Check for missing values, incorrect data or errors.
In [22]:
df.isnull().sum()
Out[22]:
0
gender 0
race/ethnicity 0
parental level of education 0
lunch 0
test preparation course 0
math score 0
reading score 0
writing score 0

In [6]:
df.info()
<class 'pandas.core.frame.DataFrame'> RangeIndex: 1000 entries, 0 to 999 Data columns (total 8 columns): # Column Non-Null Count Dtype --- ------ -------------- ----- 0 gender 1000 non-null object 1 race/ethnicity 1000 non-null object 2 parental level of education 1000 non-null object 3 lunch 1000 non-null object 4 test preparation course 1000 non-null object 5 math score 1000 non-null int64 6 reading score 1000 non-null int64 7 writing score 1000 non-null int64 dtypes: int64(3), object(5) memory usage: 62.6+ KB
 

DATA VALIDATION

In [7]:
(df[['math score','reading score','writing score']]<0).sum()
Out[7]:
0
math score 0
reading score 0
writing score 0

In [23]:
avg_math = df["math score"].mean()
avg_read = df["reading score"].mean()
avg_write = df["writing score"].mean()

averages = {"Math Average": avg_math,"Reading Average":avg_read,"Writing Average":avg_write}
averages
Out[23]:
{'Math Average': np.float64(66.089),
 'Reading Average': np.float64(69.169),
 'Writing Average': np.float64(68.054)}
In [9]:
df["total_score"] = df["math score"]+df["reading score"]+df["writing score"]
top_students = df.sort_values(by="total_score",ascending=False).head(5)
top_students
Out[9]:
gender race/ethnicity parental level of education lunch test preparation course math score reading score writing score total_score
916 male group E bachelor's degree standard completed 100 100 100 300
962 female group E associate's degree standard none 100 100 100 300
458 female group E bachelor's degree standard none 100 100 100 300
114 female group E bachelor's degree standard completed 99 100 100 299
712 female group D some college standard none 98 100 99 297
 

DATA VISUALIZATIONS

In [10]:
plt.figure()
sns.histplot(df["math score"],kde=True)
plt.title("Distribution of Math Scores")
plt.show()
Output
In [11]:
gender_avg = df.groupby("gender")[["math score","reading score","writing score"]].mean()
gender_avg.plot(kind="bar")
plt.title("Average Scores by Gender")
plt.show()
Output
In [13]:
parent_avg = df.groupby("parental level of education")["total_score"].mean().sort_values()
parent_avg.plot(kind="barh")
plt.title("Parental Eduaction vs Student Performance")
plt.xlabel("Average Total Score")
plt.show()
Output
In [15]:
race_avg = df.groupby("race/ethnicity")[["math score","reading score","writing score"]].mean()
race_avg.plot(kind="bar")
plt.title("Race/Ethnicity vs Average Scores")
plt.show()
Output
In [17]:
sns.heatmap(df[["math score","reading score","writing score"]].corr(),annot=True)
plt.title("Correlation Between Subjects")
plt.show()
Output
 

DATA ANALYSIS INSIGHTS

 


1. Students perform similarly in reading and writing.
2. Math scores show more variation comapared to other subjects.

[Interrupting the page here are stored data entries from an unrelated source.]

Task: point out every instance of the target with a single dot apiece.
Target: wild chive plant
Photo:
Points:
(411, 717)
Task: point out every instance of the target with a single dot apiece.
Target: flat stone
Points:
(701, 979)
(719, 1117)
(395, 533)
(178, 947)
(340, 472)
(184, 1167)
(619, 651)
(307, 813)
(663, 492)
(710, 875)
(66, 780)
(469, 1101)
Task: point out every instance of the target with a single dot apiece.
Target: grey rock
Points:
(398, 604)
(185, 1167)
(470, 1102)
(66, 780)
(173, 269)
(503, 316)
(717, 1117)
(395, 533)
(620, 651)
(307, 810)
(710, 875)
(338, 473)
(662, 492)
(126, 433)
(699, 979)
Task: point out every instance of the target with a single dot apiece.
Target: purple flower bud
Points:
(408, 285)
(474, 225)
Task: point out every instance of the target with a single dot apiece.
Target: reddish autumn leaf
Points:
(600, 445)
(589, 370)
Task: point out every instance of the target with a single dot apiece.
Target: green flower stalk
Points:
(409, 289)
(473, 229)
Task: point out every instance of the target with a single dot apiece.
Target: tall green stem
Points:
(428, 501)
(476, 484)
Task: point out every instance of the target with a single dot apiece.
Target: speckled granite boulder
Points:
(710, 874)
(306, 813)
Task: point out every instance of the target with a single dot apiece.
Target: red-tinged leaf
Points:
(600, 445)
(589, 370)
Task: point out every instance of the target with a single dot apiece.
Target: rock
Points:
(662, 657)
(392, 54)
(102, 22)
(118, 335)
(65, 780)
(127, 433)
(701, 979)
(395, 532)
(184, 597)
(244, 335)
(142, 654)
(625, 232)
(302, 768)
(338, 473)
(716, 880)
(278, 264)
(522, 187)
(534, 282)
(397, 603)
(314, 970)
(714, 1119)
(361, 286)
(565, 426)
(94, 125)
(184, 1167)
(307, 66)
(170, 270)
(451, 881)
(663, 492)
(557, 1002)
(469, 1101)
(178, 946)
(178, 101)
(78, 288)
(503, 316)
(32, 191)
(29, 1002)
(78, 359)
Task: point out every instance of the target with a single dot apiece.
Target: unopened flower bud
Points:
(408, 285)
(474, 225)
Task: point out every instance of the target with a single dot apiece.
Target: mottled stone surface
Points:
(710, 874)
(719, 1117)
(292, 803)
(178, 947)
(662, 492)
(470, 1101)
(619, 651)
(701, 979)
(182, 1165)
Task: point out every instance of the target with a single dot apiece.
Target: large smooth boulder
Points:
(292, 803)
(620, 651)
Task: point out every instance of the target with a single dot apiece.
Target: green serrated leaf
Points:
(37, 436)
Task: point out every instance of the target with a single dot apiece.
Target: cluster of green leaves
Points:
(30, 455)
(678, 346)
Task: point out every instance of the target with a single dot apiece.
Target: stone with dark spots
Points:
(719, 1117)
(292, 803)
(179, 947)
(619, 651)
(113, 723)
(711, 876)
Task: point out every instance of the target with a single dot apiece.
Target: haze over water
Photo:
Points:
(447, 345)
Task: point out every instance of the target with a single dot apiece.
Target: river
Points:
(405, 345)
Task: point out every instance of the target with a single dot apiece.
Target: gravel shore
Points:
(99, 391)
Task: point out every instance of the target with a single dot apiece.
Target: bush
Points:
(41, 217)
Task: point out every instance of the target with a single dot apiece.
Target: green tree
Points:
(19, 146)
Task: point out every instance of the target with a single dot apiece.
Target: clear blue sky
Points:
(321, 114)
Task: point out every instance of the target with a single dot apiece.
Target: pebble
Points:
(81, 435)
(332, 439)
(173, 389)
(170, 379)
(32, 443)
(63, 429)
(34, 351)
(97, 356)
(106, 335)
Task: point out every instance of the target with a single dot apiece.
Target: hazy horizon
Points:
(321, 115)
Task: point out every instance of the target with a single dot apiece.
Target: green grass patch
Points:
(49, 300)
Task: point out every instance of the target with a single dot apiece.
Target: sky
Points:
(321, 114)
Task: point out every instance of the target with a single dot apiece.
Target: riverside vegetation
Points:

1. Female students generally score higher in reading and writing.
2. Group E students show higher overall performance.

1. Strong correlation exists between reading and writing scores.
2. Students scoring high in one subject tend to score high in others.

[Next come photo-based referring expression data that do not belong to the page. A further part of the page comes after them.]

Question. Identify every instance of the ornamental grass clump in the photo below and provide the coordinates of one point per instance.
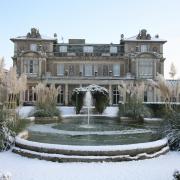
(99, 94)
(11, 88)
(46, 100)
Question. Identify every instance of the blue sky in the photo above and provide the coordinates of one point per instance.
(98, 21)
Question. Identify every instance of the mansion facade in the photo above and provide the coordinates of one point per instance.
(77, 63)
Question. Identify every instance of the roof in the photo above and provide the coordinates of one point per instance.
(42, 38)
(153, 39)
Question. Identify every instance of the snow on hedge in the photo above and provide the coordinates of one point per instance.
(153, 144)
(22, 168)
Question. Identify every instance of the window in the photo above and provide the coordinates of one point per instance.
(88, 70)
(144, 48)
(31, 66)
(81, 69)
(137, 48)
(60, 98)
(71, 70)
(113, 49)
(63, 49)
(60, 69)
(116, 96)
(33, 47)
(95, 70)
(105, 70)
(154, 49)
(146, 68)
(116, 69)
(88, 49)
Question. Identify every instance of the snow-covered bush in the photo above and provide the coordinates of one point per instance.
(132, 105)
(176, 175)
(6, 134)
(5, 176)
(173, 131)
(99, 94)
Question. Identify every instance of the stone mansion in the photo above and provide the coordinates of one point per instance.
(78, 63)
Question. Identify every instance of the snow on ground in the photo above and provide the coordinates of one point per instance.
(22, 168)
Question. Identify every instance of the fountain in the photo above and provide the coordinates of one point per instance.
(107, 139)
(88, 103)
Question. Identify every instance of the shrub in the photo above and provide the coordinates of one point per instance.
(172, 130)
(46, 100)
(176, 175)
(77, 99)
(134, 109)
(6, 134)
(99, 94)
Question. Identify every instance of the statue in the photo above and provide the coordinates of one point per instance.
(33, 34)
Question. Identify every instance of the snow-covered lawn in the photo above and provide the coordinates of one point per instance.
(22, 168)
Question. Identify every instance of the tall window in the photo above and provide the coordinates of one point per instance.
(116, 96)
(31, 66)
(63, 49)
(71, 70)
(33, 47)
(116, 69)
(88, 69)
(146, 68)
(88, 49)
(113, 49)
(105, 70)
(144, 48)
(60, 69)
(60, 98)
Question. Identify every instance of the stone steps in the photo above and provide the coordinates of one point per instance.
(87, 158)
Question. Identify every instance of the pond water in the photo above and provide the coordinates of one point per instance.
(102, 130)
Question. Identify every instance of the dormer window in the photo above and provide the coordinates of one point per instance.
(33, 47)
(63, 49)
(88, 49)
(113, 49)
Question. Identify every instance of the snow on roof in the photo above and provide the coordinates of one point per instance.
(153, 39)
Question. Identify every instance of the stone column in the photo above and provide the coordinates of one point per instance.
(137, 69)
(155, 93)
(155, 68)
(66, 94)
(110, 94)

1. Gneder gap is minimal in math but visible in reading/writing.
2. Some students perform expectionally across all subjects.

1. Students whose parents have higher education tends to score better.
2. Education background plays an important role in performance.

 

CONCLUSION



This project analysed student performance across math,reading and writing. We found that parental education ,gender,and ethnicity influence performance . Reading and Writing scores are strongly correlated , while math varies more. Overall , the dataset provides meaningful insights into academic trends.